Update: Jeremy Berg’s analyses of productivity among NIGMS-funded PIs has been covered in Nature News, with some additional commentary and a new composite figure.
NIGMS Director Jeremy Berg continues to anticipate the sorts of questions NIH-funded investigators would like to have answered. In his latest Feedback Loop post, he analyzes data on publications from 2007-2010 linked to NIGMS funding and the impact factor of the journals involved according to annual direct costs.
So what do the data show? Among the 2,938 investigators who held at least one NIGMS R01 or P01 grant in Fiscal Year 2006:
Median number of grant-linked publications, 6 (2007-2010)
Median journal impact factor, 5.5
Median annual direct costs of funding received, $220K
Please note (at the original post) the ranges in each category, though, and that funding totals are by PI vs award. PI productivity peaks at about $700K per year in annual DC. Anyone surprised? Jeremy notes this supports the NIGMS threshold of $750K in defining (and limiting addtional funding to) “well-funded laboratories.”

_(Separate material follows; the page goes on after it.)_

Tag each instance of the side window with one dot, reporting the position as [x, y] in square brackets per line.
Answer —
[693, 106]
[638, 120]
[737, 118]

Anyone have specific sorts of peer review/grant funding/research productivity data they would like to see analyzed?
One hopes OER has recognized the scientific community’s interest in these types of data … perhaps they could cover NIH-wide and IC-specific trends on their RePORT site down the road.
Physician scientist said
I think this is a fascinating analysis. I wonder how huge grants like the CTSAs would compare. My suspicion is that the impact/dollar spent is substantially lower than that of a single R01.

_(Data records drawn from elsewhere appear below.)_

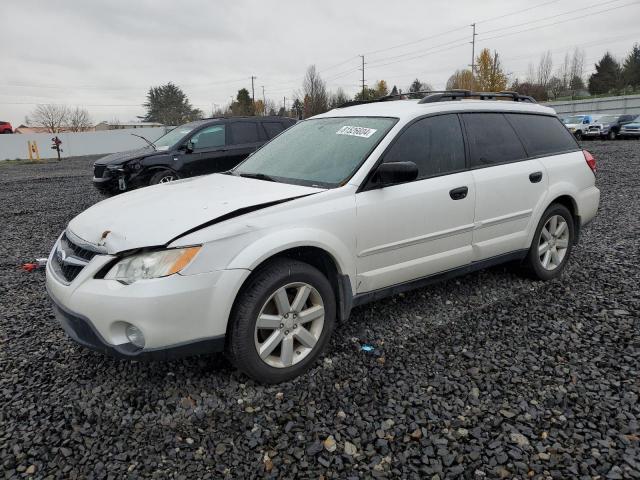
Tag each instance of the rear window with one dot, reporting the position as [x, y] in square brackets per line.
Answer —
[244, 132]
[542, 135]
[273, 128]
[434, 144]
[492, 139]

It also shows that high paper numbers are the exception rather than the rule. This is good to show graduate students.
BB said
$750K = well-funded? Gee, then poverty-stricken labs like mine should feel real good about our progress (/sarcasm).
NIH-Wide Data on Impact & Criterion Score Correlations « Medical Writing, Editing & Grantsmanship said
[...] 1, 2010 at 1:04 am · Filed under Grantsmanship, NIH Advice, Research News Ask and ye shall receive … NIH-wide data on the correlation between individual review criterion [...]
Rob said
I find the RePORTER’s publication data to be extremely incomplete. Despite the fact that we put the appropriate grant numbers in the acknowledgments section of every paper, RePORTER only shows one paper from the last 5 years under one of our grants.
In reality, it is more like 6 to 7 papers per year on that grant for the past decade.
Are other folks finding the ‘results’ data out of sync?
DrugMonkey said
Rob, it is *very* likely that these data are being pulled from the PubMed Central system. If I am not mistaken you still need to do a lot of manual linking of your publications to the grant number. This is not an automatic process by any means. Try logging into PubMed Central and see if those data match up to what you are seeing in RePORTER. (and, you know, RePORT back to us!)
Rob said
You’re correct. Everything is properly listed in PMC (just one year delayed).
harristodd said
Hey — I was just wondering about this, too. I’m totally up to date in PubMed Central, but my RePORTER “Results” section is under-populated. Am I missing something?
writedit said
Jeremy’s analyses have made it into Nature, with additional commentary and a new composite figure.